Type de contrat Durée maximale Motifs autorisés Renouvellements Indemnité de fin
CDI Illimitée Emploi permanent N/A Aucune
CDD classique 18 mois Remplacement, surcroît temporaire, emploi saisonnier 2 maximum 10 % du salaire brut total
CDD à objet défini 18 à 36 mois Ingénieurs et cadres — réalisation d'un projet défini (accord de branche requis) Non renouvelable 10 % si rupture avant terme
CTT (intérim) 18 mois Idem CDD + remplacement chef d'entreprise 2 maximum 10 % + 10 % CP
Contrat d'apprentissage 1 à 3 ans Formation en alternance — très présent dans l'industrie lyonnaise (INSA, CPE Lyon) N/A Aucune
L'alternance dans l'industrie lyonnaise : Le bassin lyonnais compte parmi les premiers pôles français d'alternance industrielle (INSA Lyon, CPE Lyon, ECAM, IUT Lyon 1). Le contrat d'apprentissage ou de professionnalisation doit mentionner le nom et les coordonnées du CFA, le diplôme ou titre préparé, le maître d'apprentissage et sa qualification, ainsi que la grille de rémunération par année de formation. La rémunération est exprimée en pourcentage du SMIC selon l'âge et l'année de contrat.

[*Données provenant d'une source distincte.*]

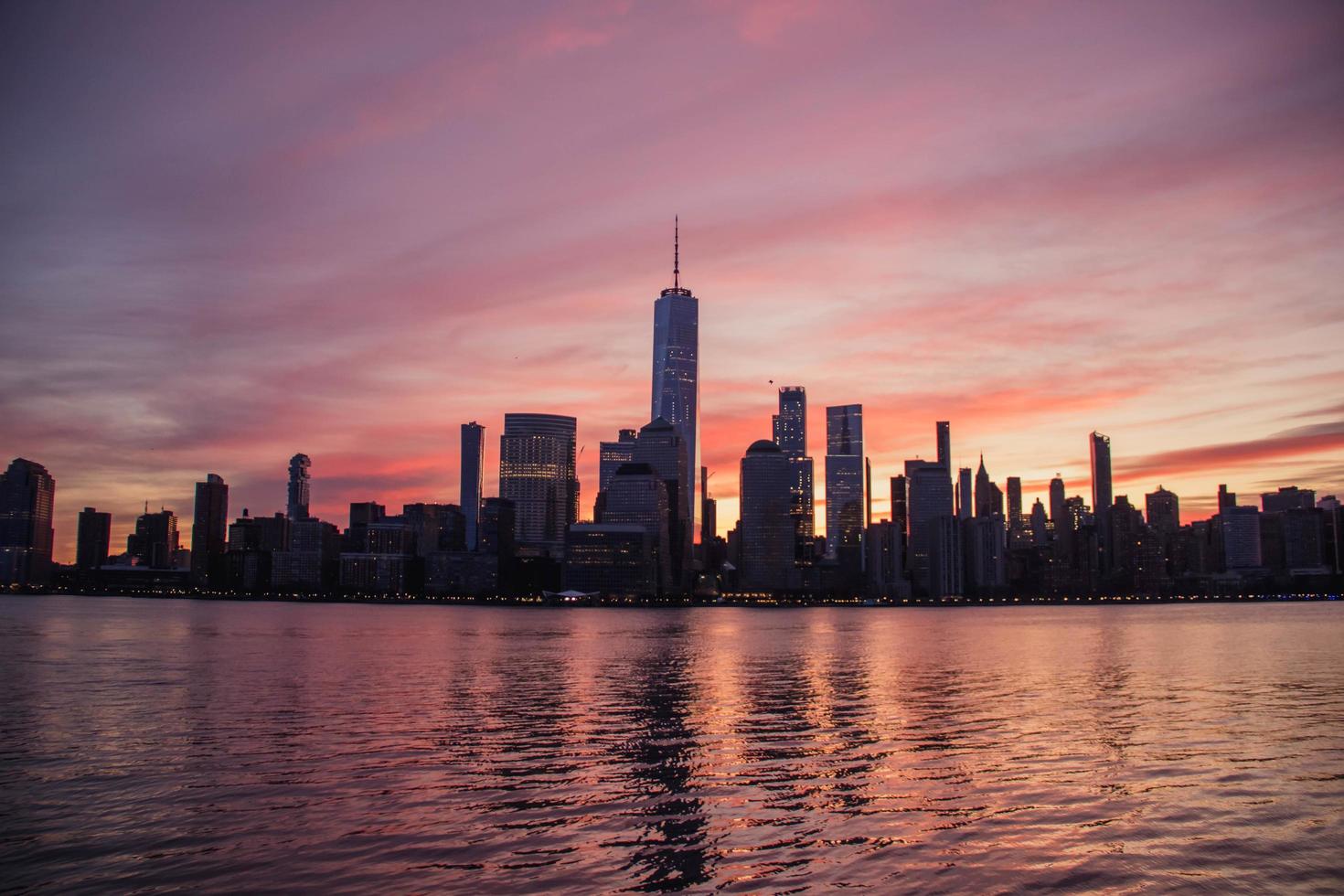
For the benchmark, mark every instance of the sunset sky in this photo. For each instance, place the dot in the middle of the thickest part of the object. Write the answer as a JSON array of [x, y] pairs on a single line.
[[233, 231]]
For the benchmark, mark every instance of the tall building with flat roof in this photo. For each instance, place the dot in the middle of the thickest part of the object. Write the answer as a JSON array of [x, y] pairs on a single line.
[[471, 472], [93, 539], [27, 501], [846, 481], [765, 528], [210, 529], [299, 485], [538, 475], [677, 371], [791, 434]]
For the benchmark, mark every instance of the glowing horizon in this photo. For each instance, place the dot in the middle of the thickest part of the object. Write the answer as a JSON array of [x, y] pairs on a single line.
[[237, 232]]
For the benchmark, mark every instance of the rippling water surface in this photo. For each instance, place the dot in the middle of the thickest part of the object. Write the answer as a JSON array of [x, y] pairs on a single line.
[[162, 744]]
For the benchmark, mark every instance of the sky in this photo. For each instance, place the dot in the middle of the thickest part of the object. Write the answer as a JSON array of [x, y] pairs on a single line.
[[233, 231]]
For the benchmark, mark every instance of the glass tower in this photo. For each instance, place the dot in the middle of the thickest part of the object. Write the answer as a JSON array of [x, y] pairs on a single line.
[[677, 372]]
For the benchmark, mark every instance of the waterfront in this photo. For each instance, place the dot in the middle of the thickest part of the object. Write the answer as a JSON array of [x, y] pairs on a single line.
[[280, 746]]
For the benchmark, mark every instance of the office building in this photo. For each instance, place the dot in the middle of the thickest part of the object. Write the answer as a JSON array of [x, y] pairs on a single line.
[[538, 475], [210, 531], [93, 539], [299, 484], [27, 498], [471, 472], [677, 372], [766, 529]]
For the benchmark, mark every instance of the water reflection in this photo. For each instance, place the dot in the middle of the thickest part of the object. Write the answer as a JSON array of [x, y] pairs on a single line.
[[162, 744]]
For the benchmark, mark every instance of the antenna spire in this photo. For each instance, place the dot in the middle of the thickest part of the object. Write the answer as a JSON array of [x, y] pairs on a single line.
[[677, 251]]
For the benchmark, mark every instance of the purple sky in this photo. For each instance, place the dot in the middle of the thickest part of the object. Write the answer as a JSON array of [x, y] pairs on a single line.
[[231, 231]]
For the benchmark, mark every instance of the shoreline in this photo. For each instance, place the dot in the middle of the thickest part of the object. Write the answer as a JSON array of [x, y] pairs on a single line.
[[777, 603]]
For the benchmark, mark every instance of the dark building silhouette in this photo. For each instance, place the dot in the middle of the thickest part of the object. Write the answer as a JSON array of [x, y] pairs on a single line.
[[27, 500], [472, 472], [155, 540], [299, 485], [766, 523], [210, 532], [791, 434], [846, 493], [538, 475], [677, 372], [93, 539]]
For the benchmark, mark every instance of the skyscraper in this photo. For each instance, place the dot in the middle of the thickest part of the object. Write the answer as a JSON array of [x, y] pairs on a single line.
[[27, 496], [1163, 509], [299, 478], [791, 434], [677, 371], [1103, 497], [210, 528], [474, 461], [846, 501], [93, 539], [766, 529], [1057, 503], [538, 475]]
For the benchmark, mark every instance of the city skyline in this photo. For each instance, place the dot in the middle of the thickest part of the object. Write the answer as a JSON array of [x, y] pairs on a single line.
[[1148, 257]]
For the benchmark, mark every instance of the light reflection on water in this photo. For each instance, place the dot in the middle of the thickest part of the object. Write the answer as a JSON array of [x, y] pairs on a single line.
[[269, 746]]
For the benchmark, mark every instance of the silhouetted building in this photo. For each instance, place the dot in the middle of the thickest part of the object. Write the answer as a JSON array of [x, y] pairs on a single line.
[[1163, 511], [1287, 498], [611, 457], [637, 495], [611, 559], [1241, 540], [210, 532], [299, 486], [965, 500], [27, 497], [846, 492], [472, 468], [93, 539], [677, 374], [766, 526], [155, 540], [791, 434], [538, 475]]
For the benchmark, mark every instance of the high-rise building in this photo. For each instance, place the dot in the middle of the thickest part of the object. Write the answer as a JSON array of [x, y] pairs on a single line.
[[155, 540], [1287, 498], [93, 539], [210, 528], [846, 480], [1101, 472], [766, 529], [1103, 497], [27, 497], [929, 501], [474, 463], [637, 495], [299, 478], [1163, 511], [965, 500], [677, 371], [791, 423], [1057, 503], [661, 448], [791, 434], [900, 516], [538, 475]]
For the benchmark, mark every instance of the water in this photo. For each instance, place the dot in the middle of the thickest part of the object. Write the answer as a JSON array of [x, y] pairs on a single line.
[[187, 744]]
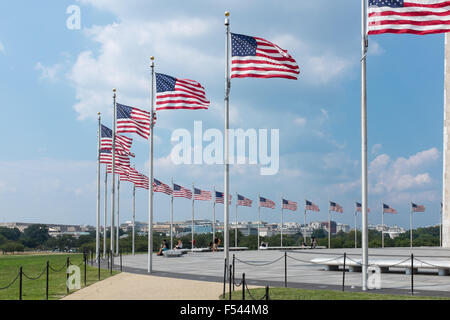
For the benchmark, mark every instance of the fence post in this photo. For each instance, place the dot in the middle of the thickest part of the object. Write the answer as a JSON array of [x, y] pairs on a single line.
[[243, 286], [343, 272], [231, 279], [412, 273], [285, 269], [224, 278], [20, 283], [234, 270], [46, 281], [67, 275]]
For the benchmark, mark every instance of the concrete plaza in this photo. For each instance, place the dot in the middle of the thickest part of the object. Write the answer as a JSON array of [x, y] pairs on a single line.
[[263, 268]]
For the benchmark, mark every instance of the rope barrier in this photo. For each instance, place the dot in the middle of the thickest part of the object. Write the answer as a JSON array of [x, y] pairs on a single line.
[[34, 278], [58, 270], [312, 262], [9, 285], [251, 296], [257, 264]]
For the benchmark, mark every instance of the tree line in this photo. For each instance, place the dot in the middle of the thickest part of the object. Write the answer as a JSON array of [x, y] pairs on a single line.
[[36, 237]]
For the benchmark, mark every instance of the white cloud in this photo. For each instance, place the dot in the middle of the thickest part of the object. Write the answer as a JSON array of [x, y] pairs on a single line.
[[50, 73], [402, 173], [375, 48], [316, 65], [123, 61], [376, 148], [300, 121]]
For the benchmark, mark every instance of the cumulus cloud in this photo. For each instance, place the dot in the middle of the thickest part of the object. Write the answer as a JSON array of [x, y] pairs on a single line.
[[402, 173]]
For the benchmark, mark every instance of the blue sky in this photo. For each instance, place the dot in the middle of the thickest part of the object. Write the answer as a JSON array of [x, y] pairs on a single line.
[[55, 80]]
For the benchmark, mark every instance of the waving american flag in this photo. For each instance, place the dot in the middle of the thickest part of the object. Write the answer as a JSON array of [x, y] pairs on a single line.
[[258, 58], [408, 16], [335, 207], [289, 205], [173, 93], [202, 195], [243, 201], [311, 206], [133, 120], [181, 192], [264, 202]]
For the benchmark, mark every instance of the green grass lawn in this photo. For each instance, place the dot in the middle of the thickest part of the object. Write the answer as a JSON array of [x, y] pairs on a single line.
[[33, 266], [300, 294]]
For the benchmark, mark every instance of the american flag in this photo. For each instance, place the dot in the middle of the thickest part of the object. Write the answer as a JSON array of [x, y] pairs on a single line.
[[335, 207], [387, 209], [181, 192], [359, 207], [122, 171], [120, 158], [122, 143], [133, 120], [140, 180], [243, 201], [408, 16], [417, 207], [220, 197], [263, 202], [158, 186], [289, 205], [202, 195], [311, 206], [173, 93], [258, 58]]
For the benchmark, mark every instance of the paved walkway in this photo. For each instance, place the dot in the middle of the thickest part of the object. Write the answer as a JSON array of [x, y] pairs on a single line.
[[267, 268], [128, 286]]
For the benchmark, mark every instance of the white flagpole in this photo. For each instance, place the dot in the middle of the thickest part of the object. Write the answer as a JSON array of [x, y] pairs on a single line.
[[150, 192], [171, 219], [226, 158], [118, 217], [410, 226], [106, 212], [214, 215], [97, 233], [134, 220], [356, 237], [364, 179], [259, 220], [193, 218], [382, 226], [304, 223], [329, 225], [113, 184], [235, 226], [281, 222]]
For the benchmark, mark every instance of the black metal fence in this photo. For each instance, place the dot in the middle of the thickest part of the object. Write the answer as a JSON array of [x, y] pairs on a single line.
[[88, 258], [230, 272]]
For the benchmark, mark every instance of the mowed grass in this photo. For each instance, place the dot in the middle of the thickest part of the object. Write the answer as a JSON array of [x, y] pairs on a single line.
[[301, 294], [33, 266]]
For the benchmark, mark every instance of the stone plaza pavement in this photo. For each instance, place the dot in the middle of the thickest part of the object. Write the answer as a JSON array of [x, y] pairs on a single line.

2. Les mentions obligatoires du contrat

Les mentions légales sont identiques sur tout le territoire national. Dans l'industrie lyonnaise, deux mentions méritent une attention particulière : la convention collective (qui détermine classification, salaire minima, et nombreux droits) et le lieu de travail (qui peut couvrir plusieurs sites en Auvergne-Rhône-Alpes).

« Le contrat de travail établi par écrit doit mentionner : l'identité des parties, le lieu de travail, le titre, le grade, la qualité ou la catégorie d'emploi du salarié, la date de début du contrat, la durée de la période d'essai le cas échéant, la rémunération et ses éléments constitutifs, la durée du travail, les conventions et accords collectifs applicables. » Article L.1221-1 et suivants — Code du travail
« Le contrat de travail à durée déterminée est établi par écrit et comporte la définition précise de son motif ; à défaut, il est réputé conclu pour une durée indéterminée. Il mentionne : le motif du recours, le nom et la qualification du salarié remplacé le cas échéant, la date de terme ou la durée minimale, le poste de travail, la rémunération, le nom et l'adresse de la caisse de retraite complémentaire et de l'organisme de prévoyance. » Article L.1242-12 — Code du travail

Mentions spécifiques au contexte industriel lyonnais

3. La période d'essai

Les conventions collectives industrielles lyonnaises prévoient souvent des durées d'essai spécifiques. En cas de conflit entre la durée légale et la durée conventionnelle, c'est la disposition la plus favorable au salarié qui s'applique.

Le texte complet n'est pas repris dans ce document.